Think about that for a moment. BCBS wants you, the patient, to think really hard before seeking emergency services. It also wants you to question your cardiologist about the need for heart surgery. It’s your life on the line, and BCBS throws an expensive wrench into your decision-making process. Isn’t there enough of that in our current healthcare mess? Worse, this plan is intended for steel mill workers – not upper income earners. BCBS chose these procedures because of perceived overuse. But instead of incentivizing physicians to use them less, BCBS is punishing patients who agree (as they usually do) to their physician’s treatment plan.

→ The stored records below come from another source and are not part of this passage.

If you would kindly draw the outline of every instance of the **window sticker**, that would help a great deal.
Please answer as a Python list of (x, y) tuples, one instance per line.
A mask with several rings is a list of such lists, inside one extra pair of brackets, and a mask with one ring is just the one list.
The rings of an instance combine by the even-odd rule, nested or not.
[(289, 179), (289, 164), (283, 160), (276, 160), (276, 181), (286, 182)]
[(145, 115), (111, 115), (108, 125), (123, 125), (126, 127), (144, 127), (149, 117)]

I’m all for offering patients reduced cost or free services to most effectively manage their conditions. A typical annual bill for asthma medications can be $10,000, and diabetes and heart medications are just as expensive. Still, managing these diseases is much cheaper than treating them as they progress. When it comes to managing overused tests and treatments, though, modify provider behavior first. Pay physicians less for doing low-value procedures.

Remember our current CER limitations? Public outcry during health reform efforts was all about not expanding CER because of the potential “death panel” effect from the federal government. Well, guess what? Private insurers aren’t waiting for CER confirmation in high-cost areas. They don’t need to, because in the current healthcare market patients have few if any insurance choices. Without either a public plan or effective CER funding, patients are left to bear the risk of their own “death panels” – otherwise known as their personal budgets.